QCOM Insider Notice: 150,000 Shares Planned Sale Worth $24.8M
Rhea-AI Filing Summary
Form 144 filed for Qualcomm Inc. (QCOM) reporting a proposed sale of 150,000 common shares through Merrill Lynch (La Jolla, CA) with an approximate sale date of 10/01/2025. The filing lists an aggregate market value of $24,834,000 and shows 1,079,000,000 shares outstanding. The securities to be sold were acquired primarily through equity compensation: multiple PSU and RSU vesting events (largest listed: 66,068 on 12/05/2022, 32,430 on 12/13/2023, 28,214 on 12/06/2021) and several ESPP purchases between 07/2021 and 01/2023. The filer reports no securities sold in the past three months.
Positive
- Detailed acquisition history provided showing origin of shares (PSU/RSU vests and ESPP purchases)

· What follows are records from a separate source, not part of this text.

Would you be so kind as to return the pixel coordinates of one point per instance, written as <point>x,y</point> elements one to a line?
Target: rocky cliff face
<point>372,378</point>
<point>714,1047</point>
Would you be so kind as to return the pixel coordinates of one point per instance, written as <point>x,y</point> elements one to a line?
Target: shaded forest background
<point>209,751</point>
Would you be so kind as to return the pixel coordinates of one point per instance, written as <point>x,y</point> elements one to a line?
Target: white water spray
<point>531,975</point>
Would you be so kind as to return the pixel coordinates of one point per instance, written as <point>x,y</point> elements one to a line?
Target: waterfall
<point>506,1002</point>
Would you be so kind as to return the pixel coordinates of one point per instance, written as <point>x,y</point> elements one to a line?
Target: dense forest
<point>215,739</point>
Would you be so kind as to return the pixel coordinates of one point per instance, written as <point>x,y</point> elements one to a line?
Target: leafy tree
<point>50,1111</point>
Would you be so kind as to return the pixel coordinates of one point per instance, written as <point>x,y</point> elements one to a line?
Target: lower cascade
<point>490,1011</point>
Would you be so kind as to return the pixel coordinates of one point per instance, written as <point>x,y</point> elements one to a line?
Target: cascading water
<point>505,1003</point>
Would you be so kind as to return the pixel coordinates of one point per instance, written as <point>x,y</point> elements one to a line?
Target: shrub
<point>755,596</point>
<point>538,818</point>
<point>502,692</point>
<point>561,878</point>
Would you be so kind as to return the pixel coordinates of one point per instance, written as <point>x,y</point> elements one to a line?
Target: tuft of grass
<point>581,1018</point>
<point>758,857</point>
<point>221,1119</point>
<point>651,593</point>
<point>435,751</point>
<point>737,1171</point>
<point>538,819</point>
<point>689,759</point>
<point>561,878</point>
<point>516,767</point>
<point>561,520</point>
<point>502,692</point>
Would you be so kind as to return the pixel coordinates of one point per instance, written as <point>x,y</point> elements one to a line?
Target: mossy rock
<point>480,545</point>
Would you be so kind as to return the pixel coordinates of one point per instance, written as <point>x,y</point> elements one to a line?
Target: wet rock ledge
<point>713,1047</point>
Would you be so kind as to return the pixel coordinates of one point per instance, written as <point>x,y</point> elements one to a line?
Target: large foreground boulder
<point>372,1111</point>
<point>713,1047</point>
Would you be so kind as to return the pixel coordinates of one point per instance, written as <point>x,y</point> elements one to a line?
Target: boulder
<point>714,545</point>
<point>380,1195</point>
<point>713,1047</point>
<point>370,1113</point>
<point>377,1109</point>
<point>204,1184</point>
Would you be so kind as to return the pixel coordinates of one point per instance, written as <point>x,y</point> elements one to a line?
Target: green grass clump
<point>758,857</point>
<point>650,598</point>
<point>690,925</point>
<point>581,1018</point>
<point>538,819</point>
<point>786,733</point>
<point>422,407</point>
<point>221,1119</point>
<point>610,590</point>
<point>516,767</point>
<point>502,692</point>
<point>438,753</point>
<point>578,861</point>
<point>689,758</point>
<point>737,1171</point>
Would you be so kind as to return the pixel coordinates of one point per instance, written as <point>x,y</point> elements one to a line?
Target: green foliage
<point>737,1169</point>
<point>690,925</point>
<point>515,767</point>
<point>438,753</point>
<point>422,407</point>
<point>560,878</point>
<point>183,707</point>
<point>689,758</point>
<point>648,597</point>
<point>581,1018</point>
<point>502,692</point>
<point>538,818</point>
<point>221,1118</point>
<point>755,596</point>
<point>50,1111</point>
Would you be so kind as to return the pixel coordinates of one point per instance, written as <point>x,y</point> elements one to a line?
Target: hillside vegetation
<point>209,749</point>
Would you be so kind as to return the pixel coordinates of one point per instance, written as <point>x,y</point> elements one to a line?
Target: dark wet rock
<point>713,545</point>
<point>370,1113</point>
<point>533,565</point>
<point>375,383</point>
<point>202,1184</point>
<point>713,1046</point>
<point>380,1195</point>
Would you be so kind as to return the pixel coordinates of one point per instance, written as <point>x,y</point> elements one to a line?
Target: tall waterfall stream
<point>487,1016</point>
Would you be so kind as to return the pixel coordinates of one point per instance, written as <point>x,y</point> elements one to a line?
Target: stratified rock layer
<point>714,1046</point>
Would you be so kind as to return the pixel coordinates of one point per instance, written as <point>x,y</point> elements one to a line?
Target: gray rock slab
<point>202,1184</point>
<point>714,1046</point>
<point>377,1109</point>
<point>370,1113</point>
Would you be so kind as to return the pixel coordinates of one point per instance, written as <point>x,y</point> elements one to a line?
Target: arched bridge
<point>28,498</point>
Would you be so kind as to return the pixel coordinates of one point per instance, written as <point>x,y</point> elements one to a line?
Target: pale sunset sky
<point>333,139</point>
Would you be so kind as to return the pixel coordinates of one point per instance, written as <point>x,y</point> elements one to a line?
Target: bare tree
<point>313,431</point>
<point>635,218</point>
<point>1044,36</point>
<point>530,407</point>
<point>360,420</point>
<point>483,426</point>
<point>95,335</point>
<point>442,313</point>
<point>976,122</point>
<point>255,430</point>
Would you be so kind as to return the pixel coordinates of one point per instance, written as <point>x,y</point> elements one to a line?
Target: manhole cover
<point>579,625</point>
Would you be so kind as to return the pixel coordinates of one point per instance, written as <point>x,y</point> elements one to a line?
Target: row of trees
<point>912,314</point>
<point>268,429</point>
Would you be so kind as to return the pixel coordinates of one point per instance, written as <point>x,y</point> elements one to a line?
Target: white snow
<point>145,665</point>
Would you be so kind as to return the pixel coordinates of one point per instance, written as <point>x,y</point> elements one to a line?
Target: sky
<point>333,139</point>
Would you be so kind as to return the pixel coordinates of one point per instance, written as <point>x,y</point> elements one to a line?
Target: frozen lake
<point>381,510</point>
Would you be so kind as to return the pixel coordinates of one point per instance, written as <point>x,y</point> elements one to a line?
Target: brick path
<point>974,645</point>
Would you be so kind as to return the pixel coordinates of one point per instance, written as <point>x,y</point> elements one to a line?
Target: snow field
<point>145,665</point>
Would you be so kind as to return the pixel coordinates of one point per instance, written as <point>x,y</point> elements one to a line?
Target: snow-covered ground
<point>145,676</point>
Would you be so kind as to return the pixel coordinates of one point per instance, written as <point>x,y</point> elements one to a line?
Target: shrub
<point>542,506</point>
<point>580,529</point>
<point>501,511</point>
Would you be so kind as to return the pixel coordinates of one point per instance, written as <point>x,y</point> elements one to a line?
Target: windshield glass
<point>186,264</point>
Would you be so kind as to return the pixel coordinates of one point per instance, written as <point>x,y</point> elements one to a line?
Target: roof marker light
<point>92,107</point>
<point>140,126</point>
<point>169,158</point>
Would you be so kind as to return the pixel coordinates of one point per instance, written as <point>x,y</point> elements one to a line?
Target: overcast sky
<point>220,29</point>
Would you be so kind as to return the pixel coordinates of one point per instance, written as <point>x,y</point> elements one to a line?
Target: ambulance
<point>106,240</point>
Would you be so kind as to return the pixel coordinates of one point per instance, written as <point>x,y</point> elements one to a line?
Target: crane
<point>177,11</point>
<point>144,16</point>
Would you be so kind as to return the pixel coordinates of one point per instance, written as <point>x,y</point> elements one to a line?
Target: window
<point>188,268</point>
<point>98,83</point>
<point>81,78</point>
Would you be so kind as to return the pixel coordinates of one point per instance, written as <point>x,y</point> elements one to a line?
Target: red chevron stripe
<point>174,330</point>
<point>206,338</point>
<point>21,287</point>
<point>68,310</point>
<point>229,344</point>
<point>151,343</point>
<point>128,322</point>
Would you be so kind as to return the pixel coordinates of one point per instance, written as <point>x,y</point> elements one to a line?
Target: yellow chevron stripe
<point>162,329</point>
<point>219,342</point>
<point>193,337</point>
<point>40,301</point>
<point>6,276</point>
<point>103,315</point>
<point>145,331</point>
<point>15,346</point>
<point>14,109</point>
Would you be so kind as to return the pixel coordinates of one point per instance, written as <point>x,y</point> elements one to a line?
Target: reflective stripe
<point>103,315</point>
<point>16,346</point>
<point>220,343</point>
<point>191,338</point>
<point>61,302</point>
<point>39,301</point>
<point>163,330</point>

- Broker identified (Merrill Lynch) and an approximate sale date specified (10/01/2025)
- No securities sold in past three months reported, clarifying aggregation compliance
Negative
- Large aggregate market value of the proposed sale: $24,834,000
- Proposed sale size documented (150,000 shares) which could be material to observers
Insights
TL;DR: Notice of proposed sale of 150,000 QCOM shares worth $24.8M, sourced mostly from vested equity awards.
The filing is a routine Rule 144 notice documenting an insider's planned sale of 150,000 common shares using Merrill Lynch as broker, with an indicated sale date of 10/01/2025. The shares were acquired through standard compensation mechanisms (PSU/RSU vests and ESPP purchases) across 2021–2023. The filing discloses an aggregate market value of $24,834,000 against 1,079,000,000 shares outstanding. No sales in the prior three months are reported, which is a relevant compliance detail for timing and aggregation rules.
TL;DR: This is a compliance-focused disclosure showing planned disposition of equity awards; timing and source of shares are clearly documented.
The notice specifies acquisition methods (PSU vest, RSU vest, ESPP) with exact dates and share amounts, supporting transparency about the insider's holdings and the origin of the shares to be sold. The filer affirms they are not aware of undisclosed material adverse information. The filing includes broker details and states there were no securities sold in the past three months, meeting Rule 144 reporting elements.